Ample moisture from both the Gulf of Mexico (lower part of the atmosphere) and from the tropical Pacific (mid level of the atmosphere) are combined with an atmosphere characterized by a wind structure that favors severe “rotating” thunderstorms. Today and Saturday will likely be a little cooler than Thursday which could lower the atmospheric instability a little. But today is also more moist than Thursday. So all things considered, expect intervals of sun, and periods of thunderstorms. Some local areas may receive severe weather (large hail or brief tornado) and/or intense downpours that trigger flash floods. Saturday and Sunday are likely to see more thunderstorm activity, possibly some locally severe. Some sunny periods are likely too, mainly in the mornings to midday hours. The West Slope of Colorado was warm and dry yesterday, but today and this weekend are likely to bring numerous thunderstorms and a flash flood risk there too.
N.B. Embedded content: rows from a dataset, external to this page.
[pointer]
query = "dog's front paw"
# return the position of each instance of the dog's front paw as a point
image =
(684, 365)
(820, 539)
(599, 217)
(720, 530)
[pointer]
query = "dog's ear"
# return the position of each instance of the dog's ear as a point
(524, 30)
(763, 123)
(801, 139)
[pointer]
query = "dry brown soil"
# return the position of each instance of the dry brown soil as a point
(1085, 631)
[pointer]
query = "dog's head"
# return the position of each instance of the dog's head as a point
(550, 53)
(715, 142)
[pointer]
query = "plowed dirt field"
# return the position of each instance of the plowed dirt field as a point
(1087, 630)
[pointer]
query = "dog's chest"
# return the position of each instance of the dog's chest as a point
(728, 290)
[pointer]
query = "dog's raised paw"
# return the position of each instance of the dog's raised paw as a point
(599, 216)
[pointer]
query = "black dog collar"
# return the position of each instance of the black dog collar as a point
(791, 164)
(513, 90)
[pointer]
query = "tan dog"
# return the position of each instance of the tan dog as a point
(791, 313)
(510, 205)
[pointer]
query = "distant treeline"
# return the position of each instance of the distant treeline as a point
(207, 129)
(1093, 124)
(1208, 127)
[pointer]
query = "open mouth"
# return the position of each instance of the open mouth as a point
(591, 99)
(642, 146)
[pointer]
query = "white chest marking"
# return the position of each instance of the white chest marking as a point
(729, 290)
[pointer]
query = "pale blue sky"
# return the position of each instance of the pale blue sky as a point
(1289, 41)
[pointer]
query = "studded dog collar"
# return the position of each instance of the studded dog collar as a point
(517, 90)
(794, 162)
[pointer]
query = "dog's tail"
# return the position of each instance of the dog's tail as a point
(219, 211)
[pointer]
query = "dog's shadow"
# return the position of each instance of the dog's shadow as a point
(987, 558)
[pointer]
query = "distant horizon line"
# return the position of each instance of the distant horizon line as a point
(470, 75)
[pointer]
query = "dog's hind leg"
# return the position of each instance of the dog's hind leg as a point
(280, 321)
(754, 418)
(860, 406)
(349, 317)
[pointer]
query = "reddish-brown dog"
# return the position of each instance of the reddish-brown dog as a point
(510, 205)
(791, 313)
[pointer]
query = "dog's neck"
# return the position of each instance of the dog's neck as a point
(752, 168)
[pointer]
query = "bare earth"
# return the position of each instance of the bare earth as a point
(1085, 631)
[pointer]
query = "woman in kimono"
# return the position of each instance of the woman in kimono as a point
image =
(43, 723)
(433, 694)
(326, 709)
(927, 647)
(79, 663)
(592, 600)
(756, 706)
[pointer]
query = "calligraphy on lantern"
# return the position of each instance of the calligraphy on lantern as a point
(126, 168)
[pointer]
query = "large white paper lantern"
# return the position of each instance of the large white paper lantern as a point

The remnants of the Pacific’s Hurricane Blanca are likely to spread unseasonable moisture into the Desert Southwest early next week. It appears that Colorado may be north of that moisture and see some warmer and drier weather move in from the west. But that’s too far off for high confidence and we should watch for possible impacts from that moisture later next week.
What happened yesterday?
The larger scale weather models leading up to yesterday did not indicate an extraordinary event was unfolding. But as I mentioned in yesterday’s blog, the local scale models (such as the HRRR and the WRF) yesterday morning were consistently forecasting a severe thunderstorm outbreak late in the day and into the night. What those models were weak on was the amount of rain and severe weather west of I-25. Many of the initial thunderstorms triggered rain-cooled “outflow” winds surging southward and westward toward the foothills. This caused the newer thunderstorms to develop toward the west and southwest as the individual storm cells were trying to move north and northeast. That meant that thunderstorms grew explosively in some locations along the foothills and caused repeated bursts of rain and hail in the same local areas. The local scale models did predict this “backbuilding” but not to the extent of what actually took place.